The Heroic Story of Our Lost Hero "U.S. Army Private Martin O. May of Phillipsburg, New Jersey...
The second phase of the Okinawa Campaign consisted of the objectives of Ie Shima, a small island northwest of Okinawa, and Motobu Peninsula. With Rear Admiral Lawrence F. Reifsnider in command of the attack group, the U.S. Army’s 77th Division landed at Ie Shima on April16, 1945.
The army troops, believing the Japanese had already abandoned the airfield, instead encountered 3,000 enemy soldiers. The Japanese previously constructed networks of underground tunnels as they had at Iwo Jima and Okinawa, causing the 77th Division delays in taking the island.
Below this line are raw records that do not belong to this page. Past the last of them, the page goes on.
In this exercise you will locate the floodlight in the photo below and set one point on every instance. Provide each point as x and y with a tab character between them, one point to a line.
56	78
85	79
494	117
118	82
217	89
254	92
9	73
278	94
Ie Shima was finally secured on April 21, 1945.
U.S. Army Private Martin O. May of Phillipsburg, New Jersey, was posthumously awarded the Medal of Honor for his heroic actions on April 19, 1945.
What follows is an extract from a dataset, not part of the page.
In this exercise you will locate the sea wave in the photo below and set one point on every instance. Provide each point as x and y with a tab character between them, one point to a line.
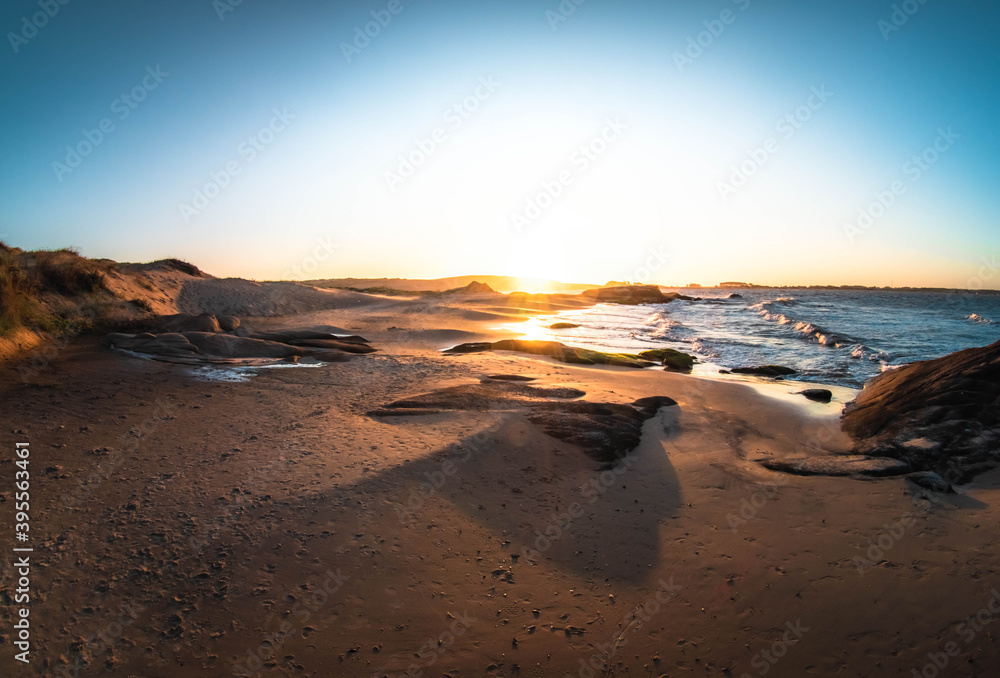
660	326
766	310
976	318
May joined the Army in November 1942, and by April 19, 1945 he was serving as a private first class in the 307th Infantry Regiment, 77th Infantry Division. On that day and the next two days, at Iegusuku-Yama on Ie Shima in the Ryuku Islands, he manned his machine gun despite intense Japanese fire.
He repeatedly refused to withdraw, even after being seriously wounded, and held his ground until being killed. For those actions, he was posthumously awarded the Medal of Honor in January 1946.
May, aged 23 at his death, was buried at the National Memorial Cemetery of the Pacific in Hawaii.